Tabletop role-playing game supplement

Cover art by Jackson Guice, 1990

Invasions: Target Earth is a supplement published by the Hero Games subsidiary of Iron Crown Enterprises (I.C.E.) in 1990 for the super-hero role-playing game Champions.

==Contents==
Invasions: Target Earth shows Champions gamemasters how to plan a role-playing game storyline involving a large-scale invasion of Earth, either from space or from another dimension. This includes what types of aliens to use, from robots to demons, as well as setting up the invaders' command structure and firepower, and a complete timeline of the invasion.

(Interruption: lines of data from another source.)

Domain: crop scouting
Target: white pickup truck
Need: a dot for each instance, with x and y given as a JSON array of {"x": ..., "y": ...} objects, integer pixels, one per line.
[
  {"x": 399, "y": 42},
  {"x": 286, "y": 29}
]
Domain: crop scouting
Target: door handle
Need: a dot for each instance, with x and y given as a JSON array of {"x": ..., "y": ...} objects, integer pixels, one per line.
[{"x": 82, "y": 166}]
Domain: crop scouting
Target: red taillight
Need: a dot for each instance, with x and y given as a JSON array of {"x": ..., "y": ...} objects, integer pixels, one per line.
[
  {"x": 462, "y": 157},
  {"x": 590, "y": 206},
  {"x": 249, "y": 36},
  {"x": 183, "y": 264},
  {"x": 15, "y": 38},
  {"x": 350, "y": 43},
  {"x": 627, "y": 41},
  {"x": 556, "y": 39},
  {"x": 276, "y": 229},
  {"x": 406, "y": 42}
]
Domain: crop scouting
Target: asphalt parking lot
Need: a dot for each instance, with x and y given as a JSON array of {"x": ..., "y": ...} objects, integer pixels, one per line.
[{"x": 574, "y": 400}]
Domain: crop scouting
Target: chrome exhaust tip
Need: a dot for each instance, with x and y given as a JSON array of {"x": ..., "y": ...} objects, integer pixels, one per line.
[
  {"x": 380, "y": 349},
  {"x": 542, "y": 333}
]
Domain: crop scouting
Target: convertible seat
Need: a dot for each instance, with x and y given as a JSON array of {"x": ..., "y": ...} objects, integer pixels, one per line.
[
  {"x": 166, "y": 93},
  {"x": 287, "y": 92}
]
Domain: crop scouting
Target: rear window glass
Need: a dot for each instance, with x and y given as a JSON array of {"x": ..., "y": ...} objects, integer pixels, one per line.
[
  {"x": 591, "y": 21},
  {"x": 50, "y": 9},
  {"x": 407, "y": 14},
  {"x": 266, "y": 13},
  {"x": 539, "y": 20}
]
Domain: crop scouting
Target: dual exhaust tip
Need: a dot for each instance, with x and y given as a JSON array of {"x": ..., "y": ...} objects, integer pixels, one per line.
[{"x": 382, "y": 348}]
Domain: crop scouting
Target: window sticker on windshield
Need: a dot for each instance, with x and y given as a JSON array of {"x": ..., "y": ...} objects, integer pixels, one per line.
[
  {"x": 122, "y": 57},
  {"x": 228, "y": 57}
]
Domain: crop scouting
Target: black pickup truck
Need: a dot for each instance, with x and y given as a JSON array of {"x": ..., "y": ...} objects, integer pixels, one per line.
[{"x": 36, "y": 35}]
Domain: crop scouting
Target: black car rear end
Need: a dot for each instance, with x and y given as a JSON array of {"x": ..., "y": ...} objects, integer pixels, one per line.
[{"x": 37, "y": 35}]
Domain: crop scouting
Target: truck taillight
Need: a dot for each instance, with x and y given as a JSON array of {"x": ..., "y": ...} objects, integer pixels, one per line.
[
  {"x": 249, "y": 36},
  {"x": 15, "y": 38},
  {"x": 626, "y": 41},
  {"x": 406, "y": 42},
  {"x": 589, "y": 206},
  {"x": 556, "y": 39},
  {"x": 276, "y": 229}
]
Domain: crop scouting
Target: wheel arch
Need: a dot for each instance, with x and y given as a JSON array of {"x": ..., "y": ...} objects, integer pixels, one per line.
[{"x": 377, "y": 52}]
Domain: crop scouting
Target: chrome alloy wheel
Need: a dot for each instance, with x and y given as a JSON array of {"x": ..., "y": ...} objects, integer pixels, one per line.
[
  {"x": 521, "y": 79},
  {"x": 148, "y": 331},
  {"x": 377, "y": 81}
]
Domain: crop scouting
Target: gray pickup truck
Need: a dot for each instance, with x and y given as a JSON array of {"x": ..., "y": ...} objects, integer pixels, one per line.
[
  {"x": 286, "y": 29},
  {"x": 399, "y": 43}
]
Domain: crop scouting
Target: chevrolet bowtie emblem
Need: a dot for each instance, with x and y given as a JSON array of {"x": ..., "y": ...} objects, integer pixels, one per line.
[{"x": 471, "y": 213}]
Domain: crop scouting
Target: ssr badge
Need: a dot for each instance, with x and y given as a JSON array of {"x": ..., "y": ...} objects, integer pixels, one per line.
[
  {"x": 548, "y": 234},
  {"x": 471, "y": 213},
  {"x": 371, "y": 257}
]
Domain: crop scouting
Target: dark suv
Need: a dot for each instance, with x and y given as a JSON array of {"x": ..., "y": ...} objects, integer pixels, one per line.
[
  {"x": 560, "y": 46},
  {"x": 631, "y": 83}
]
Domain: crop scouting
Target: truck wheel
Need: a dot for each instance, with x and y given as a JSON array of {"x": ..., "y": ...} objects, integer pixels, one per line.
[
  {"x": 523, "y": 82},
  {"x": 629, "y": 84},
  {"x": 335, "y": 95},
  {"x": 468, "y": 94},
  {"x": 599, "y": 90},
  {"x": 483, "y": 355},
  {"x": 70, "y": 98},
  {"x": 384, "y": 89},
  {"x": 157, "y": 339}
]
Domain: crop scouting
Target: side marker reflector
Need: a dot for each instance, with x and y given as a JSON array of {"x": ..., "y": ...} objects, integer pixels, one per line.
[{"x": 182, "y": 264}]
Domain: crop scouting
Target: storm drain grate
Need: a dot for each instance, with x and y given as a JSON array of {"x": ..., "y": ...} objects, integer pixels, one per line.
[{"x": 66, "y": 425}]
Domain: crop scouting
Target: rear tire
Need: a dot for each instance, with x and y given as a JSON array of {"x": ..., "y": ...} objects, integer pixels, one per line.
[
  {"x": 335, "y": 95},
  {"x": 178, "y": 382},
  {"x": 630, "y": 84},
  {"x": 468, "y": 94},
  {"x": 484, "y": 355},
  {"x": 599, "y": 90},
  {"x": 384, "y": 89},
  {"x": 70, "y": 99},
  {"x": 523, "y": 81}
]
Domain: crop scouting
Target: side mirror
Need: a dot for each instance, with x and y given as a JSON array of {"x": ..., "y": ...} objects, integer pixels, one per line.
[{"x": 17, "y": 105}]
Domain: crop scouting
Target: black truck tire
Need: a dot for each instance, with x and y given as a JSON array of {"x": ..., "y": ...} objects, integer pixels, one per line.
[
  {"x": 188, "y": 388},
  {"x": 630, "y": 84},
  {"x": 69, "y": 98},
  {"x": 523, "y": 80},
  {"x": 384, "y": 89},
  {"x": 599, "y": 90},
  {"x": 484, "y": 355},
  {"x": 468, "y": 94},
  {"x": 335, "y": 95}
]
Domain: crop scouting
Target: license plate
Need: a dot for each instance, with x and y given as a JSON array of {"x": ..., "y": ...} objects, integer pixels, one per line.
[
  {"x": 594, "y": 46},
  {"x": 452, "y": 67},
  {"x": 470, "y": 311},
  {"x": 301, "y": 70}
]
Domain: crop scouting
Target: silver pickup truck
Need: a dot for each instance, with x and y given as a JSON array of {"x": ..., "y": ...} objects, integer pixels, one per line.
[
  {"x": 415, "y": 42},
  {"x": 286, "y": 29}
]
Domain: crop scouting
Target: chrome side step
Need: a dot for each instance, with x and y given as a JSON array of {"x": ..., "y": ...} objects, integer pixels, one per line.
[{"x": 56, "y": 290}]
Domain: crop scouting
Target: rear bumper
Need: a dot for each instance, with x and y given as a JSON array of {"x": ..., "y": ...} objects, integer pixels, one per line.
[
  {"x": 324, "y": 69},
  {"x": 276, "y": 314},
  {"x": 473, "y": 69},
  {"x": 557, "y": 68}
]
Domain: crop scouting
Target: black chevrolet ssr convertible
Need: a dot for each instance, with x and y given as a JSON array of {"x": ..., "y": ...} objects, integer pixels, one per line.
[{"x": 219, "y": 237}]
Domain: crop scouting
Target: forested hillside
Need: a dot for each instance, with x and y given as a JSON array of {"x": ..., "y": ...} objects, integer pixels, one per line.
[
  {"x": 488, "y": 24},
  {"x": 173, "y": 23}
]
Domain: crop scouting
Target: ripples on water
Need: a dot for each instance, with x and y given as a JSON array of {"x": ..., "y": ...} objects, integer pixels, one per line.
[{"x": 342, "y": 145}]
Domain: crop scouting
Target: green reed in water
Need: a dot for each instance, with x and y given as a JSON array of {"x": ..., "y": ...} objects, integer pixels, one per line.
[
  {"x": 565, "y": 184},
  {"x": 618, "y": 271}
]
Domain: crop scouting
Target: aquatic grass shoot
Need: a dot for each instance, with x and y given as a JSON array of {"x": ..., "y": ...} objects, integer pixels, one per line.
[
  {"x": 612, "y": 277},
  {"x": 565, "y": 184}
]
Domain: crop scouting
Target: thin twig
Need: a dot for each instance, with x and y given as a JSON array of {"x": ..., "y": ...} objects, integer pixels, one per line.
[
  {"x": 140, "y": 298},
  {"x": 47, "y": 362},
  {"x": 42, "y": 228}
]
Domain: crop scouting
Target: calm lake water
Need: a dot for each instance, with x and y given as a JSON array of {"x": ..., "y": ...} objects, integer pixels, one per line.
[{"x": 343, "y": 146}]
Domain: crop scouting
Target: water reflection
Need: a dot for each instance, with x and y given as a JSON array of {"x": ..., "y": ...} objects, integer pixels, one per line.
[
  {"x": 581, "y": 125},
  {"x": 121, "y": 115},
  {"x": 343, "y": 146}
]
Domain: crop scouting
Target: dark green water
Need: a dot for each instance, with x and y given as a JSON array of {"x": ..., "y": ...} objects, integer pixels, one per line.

The book also includes a 13-part scenario titled "The Invasion".

==Publication history==
In 1981, Hero Games published the superhero role-playing game (RPG) Champions but ran into financial difficulty in the mid-1980s, and was eventually taken over as a subsidiary of I.C.E. In 1989, Hero Games/I.C.E. published a fourth edition of Champions, and many adventures and supplements followed, including 1990's Invasion, a 48-page softcover book written by Cyrus Harris, with interior art by Colleen Doran, and cover art by Jackson Guice.

==Reception==
In the January 1991 edition of Dragon (#165), Allen Varney warned that "The scenario outlines here need fleshing out, but Invasions takes you a long way toward turning your campaign world upside down and righting it again." He concluded with a recommendation to buy this product, saying, "Start filling your game's skies with enemy ships."